Back in the lab, Juergen Knoblich explains what can be seen under the microscope.

"In principle we can see various parts of the human brain in there. We can see the cortex, we can see the hippocampus, and we can even see an eye growing. They are properly organized and if we look at individual parts of the brain, then they are organized in a surprisingly precise manner. But the entire organoid doesn't resemble a brain," says Knoblich.

Knoblich's team at the Institute for Molecular Biology acknowledges the organoids will never develop anything like the full complexity of the human brain. The lack of blood circulation with nutrients and oxygen hamper further growth.
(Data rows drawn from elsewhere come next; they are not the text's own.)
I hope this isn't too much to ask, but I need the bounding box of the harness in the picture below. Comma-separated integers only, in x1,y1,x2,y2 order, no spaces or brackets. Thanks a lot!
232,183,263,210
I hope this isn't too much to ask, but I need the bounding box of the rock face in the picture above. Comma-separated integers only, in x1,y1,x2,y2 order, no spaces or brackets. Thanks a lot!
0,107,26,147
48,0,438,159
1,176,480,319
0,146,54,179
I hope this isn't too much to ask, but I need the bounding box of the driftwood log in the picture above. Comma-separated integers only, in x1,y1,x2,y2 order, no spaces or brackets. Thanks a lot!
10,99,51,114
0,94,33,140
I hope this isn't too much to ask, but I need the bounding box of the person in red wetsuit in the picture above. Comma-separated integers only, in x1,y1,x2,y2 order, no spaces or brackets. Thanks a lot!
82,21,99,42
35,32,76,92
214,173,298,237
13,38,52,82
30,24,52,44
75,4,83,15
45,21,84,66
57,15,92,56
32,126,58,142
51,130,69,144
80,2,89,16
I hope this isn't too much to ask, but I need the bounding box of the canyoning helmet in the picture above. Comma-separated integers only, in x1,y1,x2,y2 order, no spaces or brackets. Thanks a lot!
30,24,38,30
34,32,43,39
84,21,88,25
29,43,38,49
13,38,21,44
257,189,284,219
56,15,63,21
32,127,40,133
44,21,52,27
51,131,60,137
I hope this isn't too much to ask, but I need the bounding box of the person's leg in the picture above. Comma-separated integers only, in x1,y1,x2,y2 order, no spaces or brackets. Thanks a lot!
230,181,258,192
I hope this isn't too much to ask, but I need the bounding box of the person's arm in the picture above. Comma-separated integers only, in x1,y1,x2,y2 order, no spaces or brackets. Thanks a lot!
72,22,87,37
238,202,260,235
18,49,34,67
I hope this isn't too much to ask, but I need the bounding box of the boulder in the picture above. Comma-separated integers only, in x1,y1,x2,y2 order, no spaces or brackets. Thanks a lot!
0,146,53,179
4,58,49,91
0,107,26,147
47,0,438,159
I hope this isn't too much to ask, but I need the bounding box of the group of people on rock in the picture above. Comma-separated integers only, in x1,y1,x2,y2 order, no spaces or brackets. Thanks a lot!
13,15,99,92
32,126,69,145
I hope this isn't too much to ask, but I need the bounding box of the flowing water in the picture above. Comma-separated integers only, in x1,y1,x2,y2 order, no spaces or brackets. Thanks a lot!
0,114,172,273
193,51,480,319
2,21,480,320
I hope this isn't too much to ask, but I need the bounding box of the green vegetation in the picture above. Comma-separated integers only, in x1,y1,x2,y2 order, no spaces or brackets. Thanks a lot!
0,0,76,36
"I often compare this to a car where the engine would be on the roof, the exhaust pipe pointing to the front, the gearbox in the trunk and the wheels pointing upwards," says Knoblich. "A car like that, you can still use it to study how an engine works because it's properly connected to the other parts but it will never… it will never drive."

And for Madeline Lancaster the real benefit stemming from her work is that other scientists will in future have human brains - mini brains - on demand as they explore the causes of brain disorders.

"As you can imagine it's quite difficult to model disorders like schizophrenia in traditional models like mice and so having a model system that actually mimics aspects of the human developing brain we can now look at factors that may be leading to schizophrenia or other disorders like autism," Lancaster says.

Details of the work by Juergen Knoblich and Madeline Lancaster have been published in the journal Nature.